Sunday, October 20, 2013

Feminists en masse at Prospect Heights

"...organized by...Suzanne Lacy..."

On Saturday, October 19, 300+ people gathered on the stoops of brownstone homes in Brooklyn’s Prospect Heights to talk about feminism from a personal perspective. And that number didn’t even include the guests.

In Between the Door and the Street, participants organized by Los Angeles-based artist Suzanne Lacy chatted amongst themselves about topics like the pressure to be macho, judgments about women’s clothing choices, sexual harassment, and platonic friendships between men and women. The audience looked on, moving at their own pace to overhear the next group of their choice. True to the contemporary definition of feminism, the participants were female, male, LGBTQ, and from various cultural and ethnic backgrounds.

Arriving half an hour into the performance, I was delighted to see that so many people had come out that they had to wait to enter closed-off Park Place. Once inside, adults hugged acquaintances they bumped into and children played, making it feel like a street party. The downside was the amount of noise. There was a policy of no cellphone conversations and it’s a shame there wasn’t a policy to keep conversations hushed because it was impossible to hear the majority of official conversations over the din. At best, the performed conversations would have been in competition anyway because of the proximity of the stoops to one another. Hopefully, the documentation will enhance access to the content of the chinwags.

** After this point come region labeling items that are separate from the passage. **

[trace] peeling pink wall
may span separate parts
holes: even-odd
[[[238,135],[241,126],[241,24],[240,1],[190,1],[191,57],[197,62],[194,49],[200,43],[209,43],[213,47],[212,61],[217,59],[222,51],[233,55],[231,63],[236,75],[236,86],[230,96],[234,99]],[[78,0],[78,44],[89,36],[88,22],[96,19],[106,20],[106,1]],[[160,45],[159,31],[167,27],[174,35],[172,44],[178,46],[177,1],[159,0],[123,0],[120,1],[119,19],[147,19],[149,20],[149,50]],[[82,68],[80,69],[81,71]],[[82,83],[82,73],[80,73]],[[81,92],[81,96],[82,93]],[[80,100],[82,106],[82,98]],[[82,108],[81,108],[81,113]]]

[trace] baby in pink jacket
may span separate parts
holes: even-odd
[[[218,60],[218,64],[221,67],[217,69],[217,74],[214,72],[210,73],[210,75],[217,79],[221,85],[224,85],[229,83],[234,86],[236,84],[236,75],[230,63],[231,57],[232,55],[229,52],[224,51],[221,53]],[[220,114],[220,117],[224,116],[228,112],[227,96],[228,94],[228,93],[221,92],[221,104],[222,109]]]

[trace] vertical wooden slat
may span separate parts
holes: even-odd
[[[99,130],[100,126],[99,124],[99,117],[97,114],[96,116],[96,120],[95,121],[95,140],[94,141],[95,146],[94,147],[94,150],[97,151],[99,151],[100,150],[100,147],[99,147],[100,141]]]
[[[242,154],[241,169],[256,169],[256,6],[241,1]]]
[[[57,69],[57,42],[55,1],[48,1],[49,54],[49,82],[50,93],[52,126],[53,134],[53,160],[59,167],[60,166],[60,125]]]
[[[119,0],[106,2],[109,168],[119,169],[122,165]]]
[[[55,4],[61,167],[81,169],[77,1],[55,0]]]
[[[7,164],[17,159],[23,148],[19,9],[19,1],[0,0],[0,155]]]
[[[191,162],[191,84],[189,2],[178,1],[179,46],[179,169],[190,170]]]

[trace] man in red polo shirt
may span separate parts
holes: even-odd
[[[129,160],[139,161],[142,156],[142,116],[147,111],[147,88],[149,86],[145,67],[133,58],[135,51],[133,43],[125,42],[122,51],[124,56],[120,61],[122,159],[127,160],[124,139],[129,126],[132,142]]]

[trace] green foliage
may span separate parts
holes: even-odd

Sometimes when an art performance ends, it can be awkward for the theatrical experience to become reconciled with reality. In Between the Door and the Street, though, it was great to see the participants dispersing through the neighbourhood and entering the subway, with their bright yellow scarves marking them as consciousness-raising feminists.


The audience waiting to enter Park Place for Suzanne Lacy’s Between the Door and the Street.


Volunteers chatting about feminist topics on the brownstone stoops.


Blogger Heather Saunders taking notes about comments overheard, such as a young girl asking, “Why are there men?”